I wanted to start my first "real" blog post with a discussion of one of the most wonderful MG books of all time, Bridge to Terabithia. This book should be on every child's personal bookshelf. It should be on every adult's personal bookshelf. It is about fear and strength. It is about difference and sameness. It is about love and loss. The story is timeless.
I love the characters in Bridge to Terabithia. Jess and Leslie are best friends who act like real kids with real problems and real lives. I love how they escape their sadness by creating Terabithia and ruling an imaginary kingdom when their own true world holds them down.
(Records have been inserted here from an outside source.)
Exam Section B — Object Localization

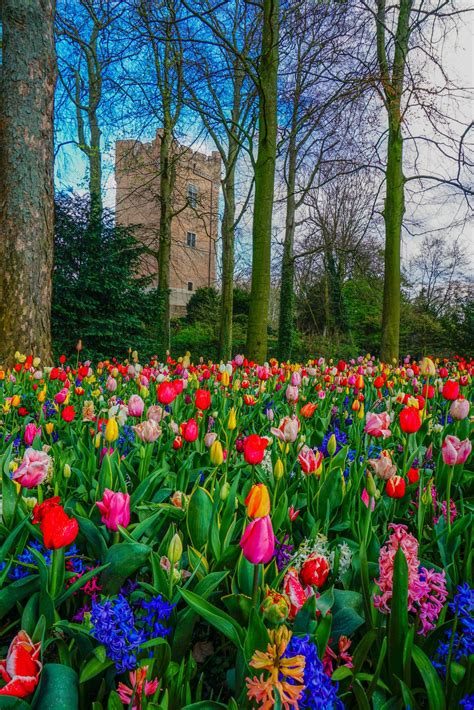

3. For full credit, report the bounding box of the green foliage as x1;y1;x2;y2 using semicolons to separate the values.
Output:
52;195;155;359
186;286;220;325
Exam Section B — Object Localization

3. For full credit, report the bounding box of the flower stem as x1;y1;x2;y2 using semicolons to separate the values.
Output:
252;565;260;608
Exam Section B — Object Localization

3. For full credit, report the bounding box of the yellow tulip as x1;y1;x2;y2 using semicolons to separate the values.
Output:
168;533;183;566
327;434;337;456
105;417;118;444
209;439;224;466
227;407;237;431
420;357;436;377
273;459;285;481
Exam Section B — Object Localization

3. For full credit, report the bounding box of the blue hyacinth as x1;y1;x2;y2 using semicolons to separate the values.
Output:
90;594;175;673
432;582;474;680
283;635;344;710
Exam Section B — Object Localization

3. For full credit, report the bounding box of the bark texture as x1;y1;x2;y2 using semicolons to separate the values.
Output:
376;0;413;362
0;0;56;364
247;0;279;362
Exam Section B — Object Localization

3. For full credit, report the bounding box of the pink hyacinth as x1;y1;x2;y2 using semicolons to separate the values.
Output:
364;412;392;439
374;523;448;636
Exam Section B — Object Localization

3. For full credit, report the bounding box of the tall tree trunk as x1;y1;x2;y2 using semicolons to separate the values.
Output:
278;132;296;360
87;29;104;231
219;161;238;360
0;0;56;363
156;129;174;359
380;125;405;362
376;0;413;362
247;0;279;362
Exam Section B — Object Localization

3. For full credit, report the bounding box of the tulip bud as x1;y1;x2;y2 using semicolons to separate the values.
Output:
366;471;377;498
227;407;237;431
273;459;285;481
209;439;224;466
219;481;230;501
420;357;436;377
260;588;290;624
326;434;337;456
168;533;183;565
105;417;119;444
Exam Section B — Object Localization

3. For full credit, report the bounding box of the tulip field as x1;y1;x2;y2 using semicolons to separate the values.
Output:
0;353;474;710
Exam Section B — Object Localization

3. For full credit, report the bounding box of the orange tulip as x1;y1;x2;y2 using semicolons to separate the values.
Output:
245;483;270;518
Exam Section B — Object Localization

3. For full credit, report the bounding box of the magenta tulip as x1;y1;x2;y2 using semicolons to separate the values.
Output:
240;515;275;565
96;488;130;532
12;449;51;488
23;422;41;446
364;412;392;439
128;394;145;417
441;435;472;466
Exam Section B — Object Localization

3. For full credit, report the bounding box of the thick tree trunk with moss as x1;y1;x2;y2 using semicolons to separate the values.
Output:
376;0;413;362
219;161;238;360
156;127;174;359
0;0;56;364
278;161;296;360
381;125;405;362
247;0;279;362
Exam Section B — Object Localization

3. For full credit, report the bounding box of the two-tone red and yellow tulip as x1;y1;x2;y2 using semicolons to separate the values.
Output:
245;483;270;518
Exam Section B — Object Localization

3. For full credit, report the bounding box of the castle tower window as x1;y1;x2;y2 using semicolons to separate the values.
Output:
188;183;198;207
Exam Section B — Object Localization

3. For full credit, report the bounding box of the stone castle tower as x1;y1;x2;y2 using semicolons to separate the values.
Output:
115;129;221;315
You can't help but admire Leslie for her guts and her loyalty and you can't help but want Jess to win.
I am always amazed, like I am in so many other books with a sad plot crisis, that I still wish for a different outcome. I know that Leslie is going to drown in a tragic accident, but I hold onto hope that Jess will come home from Washington D.C. and find her alive and well in Terabithia. I still want her to be in that one place where nothing bad can happen. But something bad does happen there, and this book is about Jess, not Leslie. Jess has to accept Leslie's death in order to move on and find his own braveness, and that can't happen in Terabithia.
I have some questions for lovers of this book:
* Why do you think Jess plans to build the bridge to Terabithia? Why not let it die with Leslie?
* Why do you think the author, Kathleen Paterson, chose gender-neutral names for her characters?
* What role did "class" play in the relationship between Jess and Leslie?